The map book was still in her hand and she pulled it back in front of her face.
Passenger ferry, it said. Okay, so it wasn’t just map-reading she had a problem with, but reading in general.
She lowered the book to find him still looking at her. He obviously thought she was unspeakably dim, but he was grinning. Probably glad of the entertainment.
‘Hop in,’ he said. ‘Your car’ll be fine here. Last ferry back has to be before six, mind. I go off duty then.’
Her lips pressed together while she thought of something to say. Phrases whirled round her head and the moment slid away until anything she said would just sound forced. So, in the end, she just smiled back, locked her car and followed him down the steps to the ferry.
When he turned to start the motor she scrubbed her face with her hands and half-sighed, half-chuckled. You had to be able to laugh at yourself, right? One thing she’d learnt since her divorce was not to be so worried about doing or saying the wrong thing. Nobody was perfect, after all. Now, if only she could remember that on the next visit to her parents. Especially when they sighed and exchanged glances.

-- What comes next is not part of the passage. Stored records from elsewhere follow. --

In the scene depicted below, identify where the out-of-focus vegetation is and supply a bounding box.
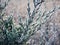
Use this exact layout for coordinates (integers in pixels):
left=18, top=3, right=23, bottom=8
left=0, top=0, right=60, bottom=45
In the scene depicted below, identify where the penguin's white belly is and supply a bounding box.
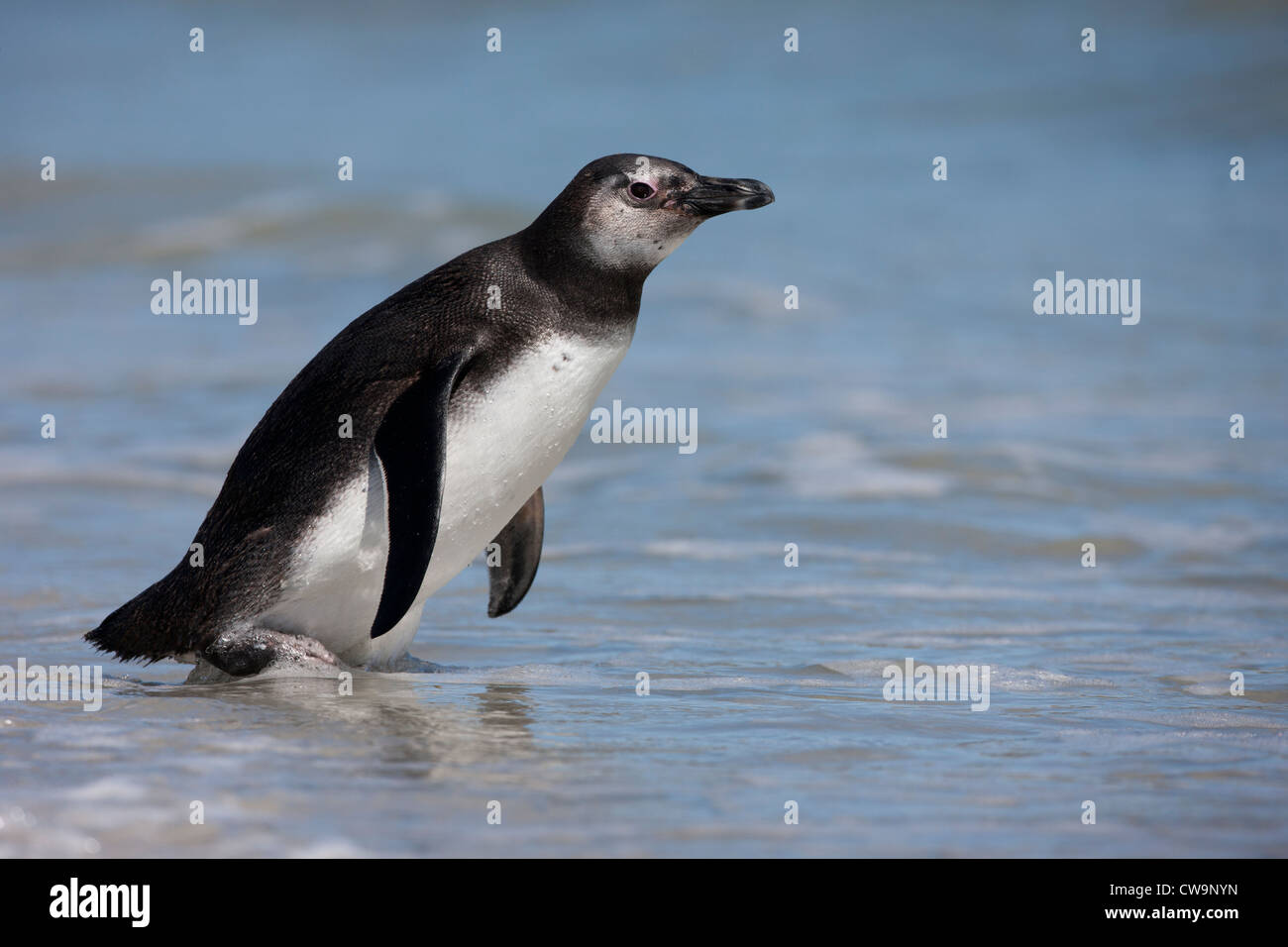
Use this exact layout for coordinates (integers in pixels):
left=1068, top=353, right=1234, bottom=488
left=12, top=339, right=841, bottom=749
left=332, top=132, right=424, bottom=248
left=263, top=334, right=630, bottom=666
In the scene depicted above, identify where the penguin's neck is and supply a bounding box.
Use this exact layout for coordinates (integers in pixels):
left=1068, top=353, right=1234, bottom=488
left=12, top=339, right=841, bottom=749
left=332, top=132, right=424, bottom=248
left=511, top=220, right=652, bottom=326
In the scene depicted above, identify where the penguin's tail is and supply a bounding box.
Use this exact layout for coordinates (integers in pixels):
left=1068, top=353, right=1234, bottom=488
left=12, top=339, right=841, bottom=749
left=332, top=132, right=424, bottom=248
left=85, top=573, right=203, bottom=664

She knew what they thought. She must have been a terrible wife if she couldn’t keep a ‘catch’ like David happy. Her husband had traded her in for a newer, more compact model and it must be her fault. Nothing to do with the fact he was a self-centred, tyrannical little…
She turned her face into the wind so it blew her long brown hair behind her and stuffed her hands into the pockets of her fleece.
Lower Hadwell sat hibernating on the far side of the river, the ice-cream colours of the cottages muted by the winter sun. A narrow road separated a row of houses from the beach, then curved up a steep hill lined by cottages and shops, tightly packed as if huddling together for warmth.
Strange, that a picture-postcard village like this could contain a man with such a dark past. She wondered if they knew. Did the locals close ranks and whisper when he walked into the pub, or had they welcomed him into their little community? She hoped it was the latter. He deserved a fresh start, far away from the twitching net curtains of the suburbs.
Soon the ferry came alongside the string of pontoons that trailed down the beach from the village. The tide was so low that only the last two or three were floating. The rest lay helpless on the shingle, waiting for the murky water to rise and give them some purpose.
Gaby paid the ferryman and hopped out of the boat. No one was around. Well, almost no one. A lone figure in an oversized red fleece stood at the edge of one pontoon, hunched over and staring into the water. It was a girl, not more than eleven or twelve years old, her long dark hair scraped into a severe ponytail. Now and then she looked up and just stared into the distance.
Gaby knew that look. She’d spent many hours as child staring out of her bedroom window wearing the same heavy expression. Wishing her life were different, wishing she’d been born in a different time or a different place.